However, Welch remains more cautious.
“I don’t even know if we know what ‘doing it right’ means yet because it’s such a rapidly evolving area,” he says.
In the realm of AI and machine learning, Welch says all that can be done is to come up with some form of “guiding principles” and “institutional guardrails against some of the obvious evils.”
Canada furthering defence strategy through Defence, Security and Resilience Bank
As Canada continues to invest more of its GDP on national defence, it’s also continuing its push for allies to join the Defence, Security and Resilience Bank (DSRB) – a pool it spearheaded that would assist defence-oriented firms in participating nations.
“Why? Because what we have seen is that there’s greater demand for military supplies and that small- to medium-sized enterprises in particular require additional capital,” Canadian Foreign Minister Anita Anand said to reporters ahead of the G7 foreign ministers’ meeting in France on Thursday.
Private firms with stakes in defence like PwC Canada and Bank of Montreal have offered support for DSRB, saying the funds would “help enable Canadian companies to invest, scale and innovate in response to evolving security requirements and the Government’s plans for increased defence spending.”
Earlier this week, Canada hosted partners in Montreal for the first in-person round of negotiations to lobby for more nations to join the initiative. Anand says such talks will continue through the spring.
Welch says it all comes back to growing less dependent on our southern neighbour, although creating that separation in defence would be challenging.
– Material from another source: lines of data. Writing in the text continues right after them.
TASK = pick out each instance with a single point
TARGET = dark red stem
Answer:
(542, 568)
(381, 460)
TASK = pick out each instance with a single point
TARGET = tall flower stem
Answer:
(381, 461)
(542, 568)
“The problem is, North America is an integrated economy, and our defence industries are pretty well-integrated with the American defence industry. So it’s hard to disentangle entirely,” he says.
If the U.S. and Canada’s role in defence were split down the middle, Welch thinks that would be a huge success.
“These [defence] industries require a lot of asset-specific investment, so investors have to be sure that the investments they make are going to be paying off over the long run,” he says.
Welch says there’s bound to be modifications to the Carney government’s commitments as the years progress “just because the world is so fluid.” But as policies twist and turn with geopolitical tides, Welch believes that fundamentally, a sense of direction is more important.
“Everything has an opportunity cost. … There will be some winners and some losers,” he says.